Nello specifico, l’USMCA prevede l’esenzione dai dazi per i veicoli che rispettano precise regole di origine: almeno il 75% del contenuto deve provenire da Stati Uniti, Canada o Messico; inoltre, il 40% delle componenti principali e il 70% di acciaio e alluminio devono essere prodotti nell’area, accompagnati da criteri salariali minimi.

Donald Trump ha dichiarato ieri ai giornalisti che le componenti automobilistiche conformi a tali requisiti rimarranno esenti dai nuovi dazi fino a quando non sarà definito un meccanismo per tassare gli eventuali contenuti non statunitensi. Il presidente ha promesso “controlli molto rigorosi”.

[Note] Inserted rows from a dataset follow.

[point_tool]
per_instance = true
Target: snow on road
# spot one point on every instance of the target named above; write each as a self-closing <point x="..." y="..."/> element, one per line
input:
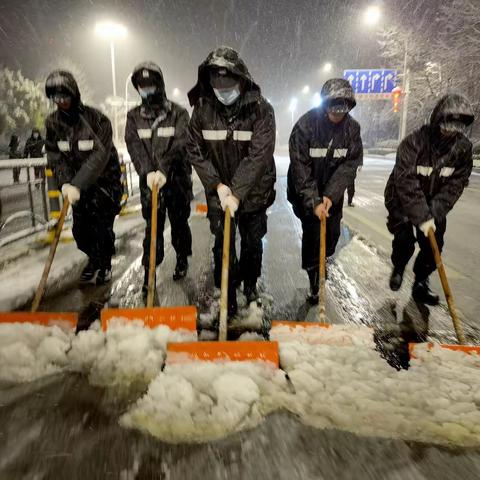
<point x="337" y="384"/>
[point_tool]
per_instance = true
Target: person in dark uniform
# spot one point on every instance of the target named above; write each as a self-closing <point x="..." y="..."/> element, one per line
<point x="325" y="153"/>
<point x="156" y="134"/>
<point x="431" y="170"/>
<point x="34" y="149"/>
<point x="13" y="153"/>
<point x="231" y="143"/>
<point x="85" y="164"/>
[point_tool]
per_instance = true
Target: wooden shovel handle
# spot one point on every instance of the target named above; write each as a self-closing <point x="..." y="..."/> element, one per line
<point x="222" y="332"/>
<point x="153" y="248"/>
<point x="53" y="248"/>
<point x="457" y="324"/>
<point x="323" y="256"/>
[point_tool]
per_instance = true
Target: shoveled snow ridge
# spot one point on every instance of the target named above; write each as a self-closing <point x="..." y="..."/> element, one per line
<point x="341" y="382"/>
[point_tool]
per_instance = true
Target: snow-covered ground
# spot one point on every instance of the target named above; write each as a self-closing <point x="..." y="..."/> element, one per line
<point x="336" y="384"/>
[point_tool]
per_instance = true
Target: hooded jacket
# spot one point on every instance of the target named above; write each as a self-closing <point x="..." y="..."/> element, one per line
<point x="232" y="145"/>
<point x="430" y="170"/>
<point x="324" y="158"/>
<point x="79" y="144"/>
<point x="34" y="146"/>
<point x="156" y="135"/>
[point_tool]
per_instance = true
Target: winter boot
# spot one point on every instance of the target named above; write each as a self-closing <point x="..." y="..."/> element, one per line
<point x="89" y="273"/>
<point x="181" y="268"/>
<point x="421" y="293"/>
<point x="313" y="276"/>
<point x="250" y="290"/>
<point x="396" y="278"/>
<point x="104" y="276"/>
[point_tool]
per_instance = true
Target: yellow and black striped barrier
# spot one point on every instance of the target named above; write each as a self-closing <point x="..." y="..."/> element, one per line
<point x="123" y="178"/>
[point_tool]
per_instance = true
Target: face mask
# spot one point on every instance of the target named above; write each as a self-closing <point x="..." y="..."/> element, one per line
<point x="227" y="96"/>
<point x="145" y="92"/>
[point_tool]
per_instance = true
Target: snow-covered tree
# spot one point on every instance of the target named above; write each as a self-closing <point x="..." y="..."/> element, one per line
<point x="22" y="103"/>
<point x="442" y="40"/>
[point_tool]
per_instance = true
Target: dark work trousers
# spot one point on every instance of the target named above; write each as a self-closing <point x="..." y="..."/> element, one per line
<point x="351" y="191"/>
<point x="252" y="227"/>
<point x="403" y="248"/>
<point x="177" y="204"/>
<point x="16" y="174"/>
<point x="311" y="239"/>
<point x="93" y="218"/>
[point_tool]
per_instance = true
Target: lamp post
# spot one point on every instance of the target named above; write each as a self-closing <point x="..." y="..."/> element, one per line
<point x="112" y="31"/>
<point x="292" y="107"/>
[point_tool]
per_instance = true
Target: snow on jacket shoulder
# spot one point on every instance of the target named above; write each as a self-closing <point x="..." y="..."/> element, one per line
<point x="235" y="150"/>
<point x="324" y="158"/>
<point x="82" y="154"/>
<point x="157" y="142"/>
<point x="428" y="177"/>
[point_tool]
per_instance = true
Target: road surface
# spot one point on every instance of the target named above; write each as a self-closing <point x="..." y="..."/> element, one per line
<point x="63" y="428"/>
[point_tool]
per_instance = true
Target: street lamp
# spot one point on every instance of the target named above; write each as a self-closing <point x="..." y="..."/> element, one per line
<point x="112" y="31"/>
<point x="292" y="107"/>
<point x="372" y="15"/>
<point x="317" y="100"/>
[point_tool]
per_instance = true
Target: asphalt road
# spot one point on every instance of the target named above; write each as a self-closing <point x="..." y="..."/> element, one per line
<point x="63" y="428"/>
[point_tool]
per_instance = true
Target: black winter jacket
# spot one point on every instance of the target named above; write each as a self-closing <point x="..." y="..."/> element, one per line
<point x="324" y="158"/>
<point x="157" y="141"/>
<point x="79" y="146"/>
<point x="233" y="145"/>
<point x="33" y="147"/>
<point x="429" y="176"/>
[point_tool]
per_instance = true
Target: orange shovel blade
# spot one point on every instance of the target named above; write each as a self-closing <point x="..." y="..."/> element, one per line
<point x="468" y="349"/>
<point x="293" y="324"/>
<point x="221" y="351"/>
<point x="48" y="319"/>
<point x="176" y="318"/>
<point x="201" y="208"/>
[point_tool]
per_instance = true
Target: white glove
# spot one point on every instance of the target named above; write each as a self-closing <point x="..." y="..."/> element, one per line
<point x="426" y="226"/>
<point x="156" y="177"/>
<point x="232" y="203"/>
<point x="71" y="192"/>
<point x="223" y="192"/>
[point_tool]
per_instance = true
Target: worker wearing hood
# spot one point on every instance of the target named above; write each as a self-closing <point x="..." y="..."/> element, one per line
<point x="155" y="135"/>
<point x="231" y="143"/>
<point x="85" y="164"/>
<point x="431" y="170"/>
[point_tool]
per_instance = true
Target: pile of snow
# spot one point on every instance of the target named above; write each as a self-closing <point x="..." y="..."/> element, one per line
<point x="311" y="333"/>
<point x="346" y="387"/>
<point x="339" y="381"/>
<point x="206" y="401"/>
<point x="351" y="388"/>
<point x="126" y="353"/>
<point x="29" y="352"/>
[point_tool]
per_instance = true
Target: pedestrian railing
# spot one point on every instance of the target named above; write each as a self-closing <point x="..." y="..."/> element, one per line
<point x="33" y="202"/>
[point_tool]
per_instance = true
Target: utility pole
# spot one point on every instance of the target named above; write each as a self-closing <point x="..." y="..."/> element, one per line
<point x="406" y="94"/>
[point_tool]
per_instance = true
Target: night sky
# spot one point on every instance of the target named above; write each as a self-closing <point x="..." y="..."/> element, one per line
<point x="284" y="43"/>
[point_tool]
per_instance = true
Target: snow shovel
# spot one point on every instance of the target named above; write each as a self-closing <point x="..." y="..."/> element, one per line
<point x="457" y="325"/>
<point x="321" y="332"/>
<point x="321" y="293"/>
<point x="68" y="319"/>
<point x="176" y="318"/>
<point x="222" y="349"/>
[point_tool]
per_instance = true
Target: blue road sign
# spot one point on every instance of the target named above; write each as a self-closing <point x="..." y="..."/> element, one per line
<point x="371" y="81"/>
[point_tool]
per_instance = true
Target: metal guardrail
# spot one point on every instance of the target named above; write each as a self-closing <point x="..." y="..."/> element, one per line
<point x="33" y="204"/>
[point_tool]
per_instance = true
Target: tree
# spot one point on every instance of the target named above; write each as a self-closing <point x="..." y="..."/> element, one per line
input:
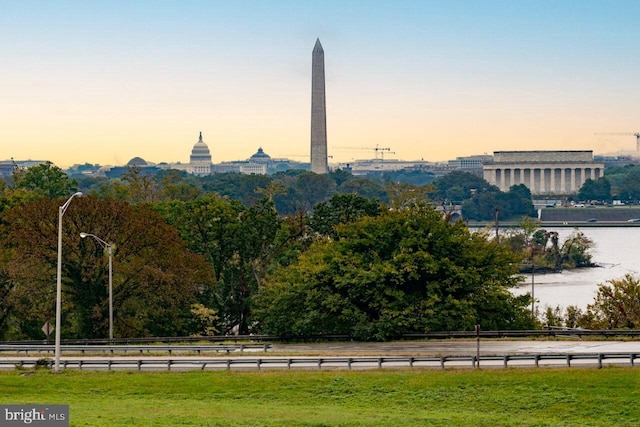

Secondo S&P Global Mobility, alcune case come GM, Stellantis e Toyota sono più pronte a rispettare queste regole grazie alla produzione localizzata di motori e trasmissioni, mentre altri produttori, specialmente tedeschi come Bmw e Mercedes-Benz che dipendono da componenti europei, rischiano di non essere conformi.

L’allarme dell’industria europea

Sede del Parlamento europeo a Strasburgo

Dal Vecchio Continente arrivano le prime reazioni alle parole di Trump. La European Automobile Manufacturers’ Association (ACEA) ha espresso profonda preoccupazione definendo i dazi un rischio per la trasformazione del comparto e per l’innalzamento della competizione internazionale. “I costruttori europei investono da decenni negli Stati Uniti, creando occupazione, contribuendo alla crescita economica delle comunità locali e generando ingenti entrate fiscali per il governo USA”, ha spiegato la direttrice generale di ACEA, Sigrid de Vries.

Secondo de Vries, questi dazi non penalizzeranno soltanto le importazioni, con ripercussioni dirette sui consumatori americani, ma colpiranno anche i costruttori europei che producono vetture negli Stati Uniti per esportarle all’estero. “Tra il 50% e il 60% di quei veicoli è destinato ai mercati internazionali, offrendo un contributo positivo alla bilancia commerciale statunitense” ha aggiunto. Un esempio emblematico è quello della Bmw X5, prodotta in California del Sud: la suv bavarese verrebbe colpita dai dazi poiché alcune sue componenti, come il motore, provengono dall’Europa. Inoltre, trattandosi di un modello destinato al mercato globale, potrebbe subire ulteriori tassazioni. Se, ad esempio, il veicolo esportato dagli USA dovesse arrivare in Cina, subirebbe i controdazi del Celeste Impero sulle importazioni da Washington.

Insomma capite bene come in un’economia globalizzata come quella attuale, misure protezionistiche di questo tipo rischiano di generare serie conseguenze, sia per i produttori sia per l’equilibrio economico internazionale.